Just where do white and brown eggs come from? This may seem rather obvious, but white chickens lay white eggs while brown ones lay brown eggs. You are now free to slap yourself in the face.

4. America has a love affair with eggs.


Egg-onomics of Scale. Photo: Davidlohr Bueso / Flickr

America alone eats somewhere in the neighborhood of 77 billion eggs per year, or roughly 250 eggs per person. Coincidentally, the average chicken lays around 250-300 eggs a year. Does this mean each of us should just get our own private chicken?

5. Eggs have had a tumultuous relationship with nutritionists.


Eggregious Error.

For a long time, the egg was the poster child of obesity. High in cholesterol and fat, it was blamed for our ever-eggspanding waistlines (sorry, couldn’t help myself). Today we know that while yes, the egg is high in cholesterol, it doesn’t increase heart disease and comes packed with top-quality protein, healthy fats, and antioxidants.

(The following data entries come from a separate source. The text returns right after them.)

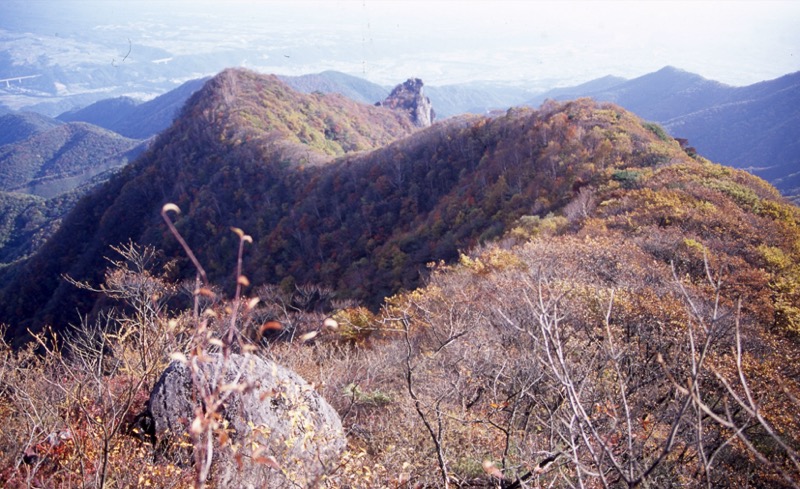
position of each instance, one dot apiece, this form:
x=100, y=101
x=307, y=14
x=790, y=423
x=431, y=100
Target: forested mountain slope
x=133, y=119
x=248, y=152
x=18, y=126
x=575, y=300
x=61, y=158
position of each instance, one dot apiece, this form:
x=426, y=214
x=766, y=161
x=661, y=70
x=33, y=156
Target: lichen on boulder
x=279, y=432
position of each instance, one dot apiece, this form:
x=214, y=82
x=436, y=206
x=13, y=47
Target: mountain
x=658, y=96
x=331, y=81
x=448, y=100
x=759, y=130
x=326, y=197
x=132, y=119
x=752, y=127
x=17, y=126
x=61, y=158
x=28, y=221
x=475, y=98
x=568, y=281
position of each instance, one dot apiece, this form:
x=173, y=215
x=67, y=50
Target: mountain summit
x=408, y=97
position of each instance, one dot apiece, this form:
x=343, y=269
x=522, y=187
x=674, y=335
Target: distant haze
x=543, y=44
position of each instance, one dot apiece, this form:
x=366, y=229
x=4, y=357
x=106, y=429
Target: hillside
x=61, y=158
x=247, y=151
x=16, y=127
x=132, y=119
x=567, y=297
x=330, y=81
x=752, y=127
x=756, y=130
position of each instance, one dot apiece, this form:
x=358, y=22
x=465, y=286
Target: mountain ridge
x=247, y=142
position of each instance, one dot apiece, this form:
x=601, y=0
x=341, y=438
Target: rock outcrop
x=297, y=435
x=408, y=97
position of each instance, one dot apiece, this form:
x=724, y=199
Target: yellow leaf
x=171, y=207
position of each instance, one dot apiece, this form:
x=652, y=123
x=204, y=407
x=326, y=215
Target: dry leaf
x=170, y=207
x=490, y=469
x=309, y=336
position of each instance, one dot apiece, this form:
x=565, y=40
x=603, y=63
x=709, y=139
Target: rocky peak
x=408, y=97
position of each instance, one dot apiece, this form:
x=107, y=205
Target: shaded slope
x=330, y=81
x=61, y=158
x=132, y=119
x=759, y=130
x=238, y=137
x=18, y=126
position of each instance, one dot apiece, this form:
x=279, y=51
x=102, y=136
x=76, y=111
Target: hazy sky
x=542, y=43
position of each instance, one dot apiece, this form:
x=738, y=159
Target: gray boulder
x=280, y=432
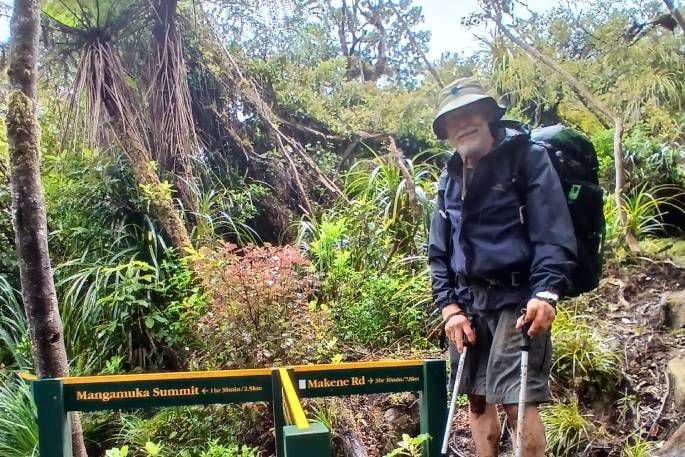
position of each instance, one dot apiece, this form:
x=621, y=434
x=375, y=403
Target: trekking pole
x=453, y=402
x=525, y=347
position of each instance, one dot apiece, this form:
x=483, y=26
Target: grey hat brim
x=461, y=102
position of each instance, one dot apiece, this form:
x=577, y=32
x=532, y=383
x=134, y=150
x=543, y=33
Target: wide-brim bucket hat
x=458, y=94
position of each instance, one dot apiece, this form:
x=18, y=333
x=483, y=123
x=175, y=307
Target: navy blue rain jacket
x=496, y=230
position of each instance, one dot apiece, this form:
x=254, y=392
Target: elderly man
x=501, y=240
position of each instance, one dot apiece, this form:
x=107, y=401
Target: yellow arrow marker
x=296, y=411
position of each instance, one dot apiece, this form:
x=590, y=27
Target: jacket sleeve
x=442, y=276
x=550, y=228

6. There is a simple trick to tell if an egg is cooked or raw.


Don’t Yoke Over This.

How can you tell a hard-boiled egg from a raw one? Spin it! If it’s hard-boiled, it will rotate smoothly, but if it’s raw, it will wobble around.

7. It’s not your imagination. Some eggs peel better than others.


Become An Eggspert Peeler.

Ever notice how sometimes your eggs peel effortlessly while other times they’re just such a pain in the ass? What you may not realize is that the fresher the egg, the harder it is to peel. As an egg ages, the air cell increases allowing more room between egg and shell. So for stress-free peeling, go with an older egg.